FLORILÉGIO DE PROVÉRBIOS

De nada duvida quem nada sabe.

Não digas o que sabes, sem saberes o que dizes.

Debaixo da boa palavra, se esconde o engano.

É pior fingido amigo, que declarado inimigo.

Onde falecem as verdades, prevalecem os enganos.

Contas de grão capitão: para si o melhor quinhão.

A quem tem muito, dão-lhe mais.

Casos há para que a Lei não dá.

Quem aplica a justiça, deve teme-la.

Estômago vazio não tem ouvidos.

Quando um não quer, dois não batalham.

A dormir não se alcançam vitórias.

A quem dorme ou preguiça, não acode a justiça.

Antes de mil anos, todos seremos brancos.

Quem é descuidado é sempre necessitado.

O freio do bom é o amor e o do mau é o temor.

A ambição enche a cabeça e cerra a razão.

O carácter verdadeiro não se avilta por dinheiro.

De cunhado nunca bom bocado.

Não são as pulgas do cão que fazem miar o gato*

Bem folga o lobo com o coice da ovelha.

Asno contente, vive longamente.

Tem gosto o burro em ouvir o seu zurro.

Não há melhor mostarda do que a fome.

A cada um o que é seu.

A lagartixa é que sabe por que não gosta da vara.

Filho de burro pode ser lindo, mas um dia dá coice.

A avareza é madrasta de si mesma.

A boa caridade começa em casa.

Antes burro vivo que sábio morto.

As grandes dores são mudas.

Cada qual sabe onde o sapato lhe aperta.

Quando o arrais canta, bem vai o barco.

Pedra bolida não cria musgo.

Quem faz força é o boi, quem geme é o carro.

Quem anda depressa, não enxerga o que procura.

Quem não sabe fingir, não sabe reinar.

Arte de agradar, arte de enganar.

Podes perder por preguiça, o que ganhas por justiça.

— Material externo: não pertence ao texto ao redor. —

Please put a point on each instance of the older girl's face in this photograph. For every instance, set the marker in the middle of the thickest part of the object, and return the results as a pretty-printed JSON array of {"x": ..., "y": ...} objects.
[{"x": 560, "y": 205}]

Quando vem a glória, vai-se a memória.

O asno aguenta a carga, mas não a sobrecarga.

Antes filho de pobre que escravo de rico.

Farta-te gato, que é dia de Entrudo.

Galo bom, nunca foi gordo.

Mais quer o menino à mãe que o amima,
do que ao pai que o doutrina.

Quem vive de esperanças, morre de desenganos.

É da proibição que nasce a tentação.